Liu L, Anderson C, Pearl D, Edwards S. Modern Phylogenomics: Building Phylogenetic Trees Using the Multispecies Coalescent Model. New York, NY: Humana; 2019 pp. 211-239. Publisher's VersionAbstract
The multispecies coalescent (MSC) model provides a compelling framework for building phylogenetic trees from multilocus DNA sequence data. The pure MSC is best thought of as a special case of so-called “multispecies network coalescent” models, in which gene flow is allowed among branches of the tree, whereas MSC methods assume there is no gene flow between diverging species. Early implementations of the MSC, such as “parsimony” or “democratic vote” approaches to combining information from multiple gene trees, as well as concatenation, in which DNA sequences from multiple gene trees are combined into a single “supergene,” were quickly shown to be inconsistent in some regions of tree space, in so far as they converged on the incorrect species tree as more gene trees and sequence data were accumulated. The anomaly zone, a region of tree space in which the most frequent gene tree is different from the species tree, is one such region where many so-called “coalescent” methods are inconsistent.
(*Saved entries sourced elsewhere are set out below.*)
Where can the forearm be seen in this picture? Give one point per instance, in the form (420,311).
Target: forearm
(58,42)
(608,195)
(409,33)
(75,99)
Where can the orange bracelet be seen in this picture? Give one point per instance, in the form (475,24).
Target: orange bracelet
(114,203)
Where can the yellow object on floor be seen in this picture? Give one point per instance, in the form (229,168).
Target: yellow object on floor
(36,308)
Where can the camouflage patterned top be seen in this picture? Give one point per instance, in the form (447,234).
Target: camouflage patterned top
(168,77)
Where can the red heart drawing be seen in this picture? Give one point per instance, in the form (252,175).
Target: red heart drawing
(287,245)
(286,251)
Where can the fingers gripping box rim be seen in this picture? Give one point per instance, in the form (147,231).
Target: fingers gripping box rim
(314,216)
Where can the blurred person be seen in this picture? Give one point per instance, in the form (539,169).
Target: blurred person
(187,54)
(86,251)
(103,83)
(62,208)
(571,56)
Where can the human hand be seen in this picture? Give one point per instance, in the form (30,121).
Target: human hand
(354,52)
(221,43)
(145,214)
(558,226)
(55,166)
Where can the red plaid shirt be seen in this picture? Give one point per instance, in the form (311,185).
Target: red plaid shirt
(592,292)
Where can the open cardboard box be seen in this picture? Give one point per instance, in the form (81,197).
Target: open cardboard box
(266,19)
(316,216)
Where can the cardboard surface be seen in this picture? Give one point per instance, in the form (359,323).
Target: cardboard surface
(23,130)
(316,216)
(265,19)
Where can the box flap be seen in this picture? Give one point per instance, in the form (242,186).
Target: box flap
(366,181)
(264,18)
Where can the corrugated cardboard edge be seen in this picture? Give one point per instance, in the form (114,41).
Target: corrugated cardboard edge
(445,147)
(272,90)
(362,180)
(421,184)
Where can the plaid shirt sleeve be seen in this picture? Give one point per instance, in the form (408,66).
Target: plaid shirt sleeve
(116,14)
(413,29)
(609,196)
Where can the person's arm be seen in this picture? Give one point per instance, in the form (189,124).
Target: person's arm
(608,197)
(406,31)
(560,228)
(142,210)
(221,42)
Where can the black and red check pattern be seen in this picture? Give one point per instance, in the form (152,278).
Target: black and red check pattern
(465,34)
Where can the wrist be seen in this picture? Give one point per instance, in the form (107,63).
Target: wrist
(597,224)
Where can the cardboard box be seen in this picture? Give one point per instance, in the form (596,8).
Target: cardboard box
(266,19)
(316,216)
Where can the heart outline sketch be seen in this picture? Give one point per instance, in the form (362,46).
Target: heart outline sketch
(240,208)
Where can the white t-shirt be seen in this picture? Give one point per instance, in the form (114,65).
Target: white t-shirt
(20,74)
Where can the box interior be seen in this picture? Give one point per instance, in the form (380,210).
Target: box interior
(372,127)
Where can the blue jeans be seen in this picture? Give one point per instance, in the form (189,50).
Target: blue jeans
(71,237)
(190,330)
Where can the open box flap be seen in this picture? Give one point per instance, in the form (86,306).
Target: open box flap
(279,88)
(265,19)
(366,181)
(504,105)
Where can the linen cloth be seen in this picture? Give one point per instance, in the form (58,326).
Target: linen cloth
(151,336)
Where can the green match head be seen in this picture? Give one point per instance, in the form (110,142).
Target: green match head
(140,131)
Second-generation implementations of the MSC employed Bayesian or likelihood models; these are consistent in all regions of gene tree space, but Bayesian methods in particular are incapable of handling the large phylogenomic data sets currently available. Two-step methods, such as MP-EST and ASTRAL, in which gene trees are first estimated and then combined to estimate an overarching species tree, are currently popular in part because they can handle large phylogenomic data sets. These methods are consistent in the anomaly zone but can sometimes provide inappropriate measures of tree support or apportion error and signal in the data inappropriately. MP-EST in particular employs a likelihood model which can be conveniently manipulated to perform statistical tests of competing species trees, incorporating the likelihood of the collected gene trees on each species tree in a likelihood ratio test. Such tests provide a useful alternative to the multilocus bootstrap, which only indirectly tests the appropriateness of competing species trees. We illustrate these tests and implementations of the MSC with examples and suggest that MSC methods are a useful class of models effectively using information from multiple loci to build phylogenetic trees.